Why we care
When modifying Java access, the general rule is to use only the minimum level of access that is necessary. Why? The idea is to encapsulate each piece of your system as much as possible. This way, you protect yourself and others from refactors that might have a ripple effect on other parts of the system. So, if you want to allow others to use your BuzzingBees method, but want to be able to modify BeautifulButterflies at your leisure, you can lock access to the butterflies down. You should be able to optimize your own code without breaking other code as much as possible. So, generally you want to start with private and go from there.
So how do we decide? In order of least private to most private:
Public, the simplest of the modifiers, will make the object most widely accessible. Everything in the module can see something public. It is accessible in all classes. If I was the queen of a kingdom, my castle would be big enough for everyone to see. Anyone could come up to the front gates and request entry to the castle via the bridge. They could even walk through the surrounding garden. But they wouldn’t be able to access the main hall or any of the contents of the castle without permission because these are not public.
Protected allows less access than public, making the member visible by classes throughout the same package OR any subclasses. This is package scope and child scope--potentially the most confusing level of access. Give protected access if you want to do some internal things that should not be exposed publicly, but still intend for the class to be inherited and potentially overridden by subclasses. If you want to change access from private to protected purely for unit testing, try to document that its functionality is not meant to be overwritten. If a lord or lady who carried the same family crest as me on their flag were to come to the gates of my castle, they would be granted entry immediately. They could come and go as they please in and out of the main hall.
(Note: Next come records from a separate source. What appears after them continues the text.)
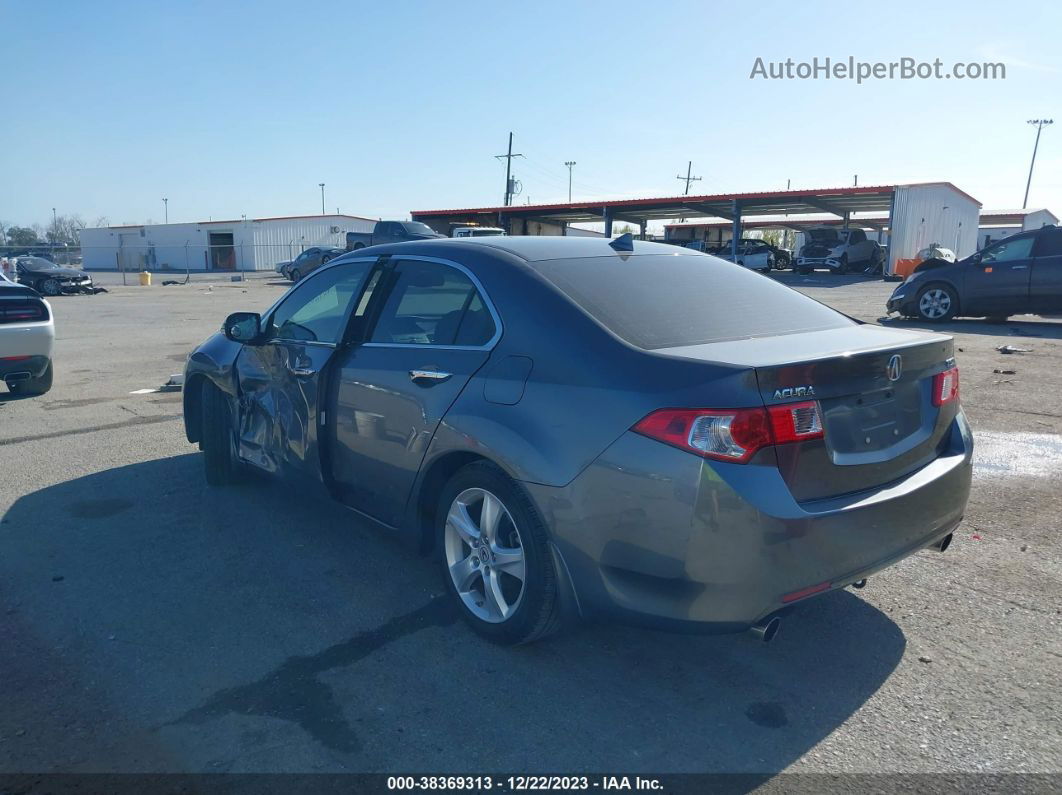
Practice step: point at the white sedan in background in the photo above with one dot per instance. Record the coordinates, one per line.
(27, 333)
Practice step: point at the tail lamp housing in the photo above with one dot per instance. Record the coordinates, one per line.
(945, 386)
(733, 434)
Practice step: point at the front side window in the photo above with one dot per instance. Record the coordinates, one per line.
(1009, 249)
(431, 304)
(318, 308)
(1050, 243)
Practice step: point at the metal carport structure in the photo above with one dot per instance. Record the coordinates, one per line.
(733, 207)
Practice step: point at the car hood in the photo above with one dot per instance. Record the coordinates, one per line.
(63, 273)
(931, 264)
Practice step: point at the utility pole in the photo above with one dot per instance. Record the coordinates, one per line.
(1040, 125)
(688, 178)
(509, 165)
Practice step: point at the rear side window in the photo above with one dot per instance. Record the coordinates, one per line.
(431, 304)
(667, 300)
(1049, 243)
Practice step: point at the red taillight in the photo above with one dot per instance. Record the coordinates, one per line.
(795, 421)
(733, 434)
(945, 386)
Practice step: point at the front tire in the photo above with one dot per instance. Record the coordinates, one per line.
(494, 551)
(218, 439)
(37, 385)
(937, 304)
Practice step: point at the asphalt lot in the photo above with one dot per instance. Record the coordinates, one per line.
(151, 623)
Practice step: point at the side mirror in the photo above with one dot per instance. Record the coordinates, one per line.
(244, 327)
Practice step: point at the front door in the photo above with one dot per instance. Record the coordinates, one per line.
(433, 331)
(283, 380)
(1045, 288)
(998, 281)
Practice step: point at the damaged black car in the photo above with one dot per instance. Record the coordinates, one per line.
(49, 278)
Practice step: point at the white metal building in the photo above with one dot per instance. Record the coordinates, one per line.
(246, 244)
(997, 224)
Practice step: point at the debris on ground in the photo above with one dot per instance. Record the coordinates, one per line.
(174, 384)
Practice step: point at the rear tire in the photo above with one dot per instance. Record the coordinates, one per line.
(37, 385)
(218, 439)
(477, 554)
(937, 303)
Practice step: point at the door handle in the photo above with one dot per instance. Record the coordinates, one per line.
(428, 376)
(302, 372)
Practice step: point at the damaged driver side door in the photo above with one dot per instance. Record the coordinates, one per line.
(283, 377)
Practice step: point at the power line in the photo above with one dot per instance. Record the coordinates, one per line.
(569, 163)
(1040, 125)
(688, 178)
(509, 166)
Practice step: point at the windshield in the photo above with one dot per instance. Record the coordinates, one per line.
(415, 227)
(36, 263)
(667, 300)
(823, 236)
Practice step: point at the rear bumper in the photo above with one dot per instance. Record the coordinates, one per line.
(902, 303)
(34, 365)
(829, 262)
(655, 535)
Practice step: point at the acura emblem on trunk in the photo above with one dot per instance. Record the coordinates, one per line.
(894, 367)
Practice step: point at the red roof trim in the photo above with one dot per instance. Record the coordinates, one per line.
(668, 201)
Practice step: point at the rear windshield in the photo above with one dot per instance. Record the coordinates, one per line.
(667, 300)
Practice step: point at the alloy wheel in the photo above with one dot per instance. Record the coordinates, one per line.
(935, 304)
(484, 555)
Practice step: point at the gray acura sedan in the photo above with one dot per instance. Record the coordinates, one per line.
(581, 427)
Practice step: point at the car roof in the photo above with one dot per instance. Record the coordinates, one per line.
(544, 247)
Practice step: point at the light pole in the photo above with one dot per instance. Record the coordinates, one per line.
(569, 163)
(1040, 125)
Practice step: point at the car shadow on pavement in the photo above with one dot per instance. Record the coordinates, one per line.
(1015, 327)
(266, 628)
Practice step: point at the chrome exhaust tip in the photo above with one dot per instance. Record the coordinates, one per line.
(943, 543)
(766, 631)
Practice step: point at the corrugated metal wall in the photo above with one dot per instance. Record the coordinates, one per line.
(277, 241)
(924, 214)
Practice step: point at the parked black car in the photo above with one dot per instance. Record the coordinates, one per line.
(309, 260)
(48, 278)
(390, 231)
(1017, 275)
(535, 412)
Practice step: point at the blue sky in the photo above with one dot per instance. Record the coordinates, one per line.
(243, 108)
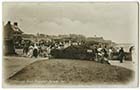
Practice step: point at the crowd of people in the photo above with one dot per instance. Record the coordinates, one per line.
(100, 53)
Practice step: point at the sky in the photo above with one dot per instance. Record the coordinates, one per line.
(113, 21)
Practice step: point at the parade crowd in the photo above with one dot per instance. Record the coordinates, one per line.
(98, 52)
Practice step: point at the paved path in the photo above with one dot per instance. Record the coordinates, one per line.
(12, 64)
(125, 64)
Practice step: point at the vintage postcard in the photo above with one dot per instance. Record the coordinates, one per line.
(70, 44)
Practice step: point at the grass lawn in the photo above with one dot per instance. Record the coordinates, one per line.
(70, 72)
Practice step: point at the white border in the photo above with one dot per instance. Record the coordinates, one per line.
(53, 1)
With no modifier (default), a member will be accessible within all classes that are in the same package. This is package scope. Crest-carrying members of my family can be inside the castle, but only higher-ranking members, like the mother of the queen, who have been granted special privileges, may access the library or speak to the guards of the dungeon.
The private modifier restricts member access to only that specific class. This is also called class scope. It is a good starting place. To understand why, note that changing access from private to protected will not be a breaking change, but going the opposite way could be. Try to start here and add access when necessary. In our analogy, the castle is not completely open to my relatives. I would never allow my mother access to the treasure room, for example.
So, remember to drink lots of water, wash your face before going to bed, and use the minimum level of access necessary in your java code.
Latest comments (9)
Have to admit, I got lost at the nobility references. My heraldry knowledge is a little rusty, and Renn faires are well... Renn faires.
Though to be fair you should avoid marking anything as protected for testing. If you do there's a VisibleForTesting annotation that should be used. But yeah, don't mangle code for testing, write better code.
In my opinion, making anything protected from private to make it testable is generally a bad practice. You shouldn’t test private parts of the class, just the public (or package private if it is meant to be used just internally) API (which still includes private methods). If its hard to test because of the logic in these private methods, then its a design issue and you might want to extract that part from the class.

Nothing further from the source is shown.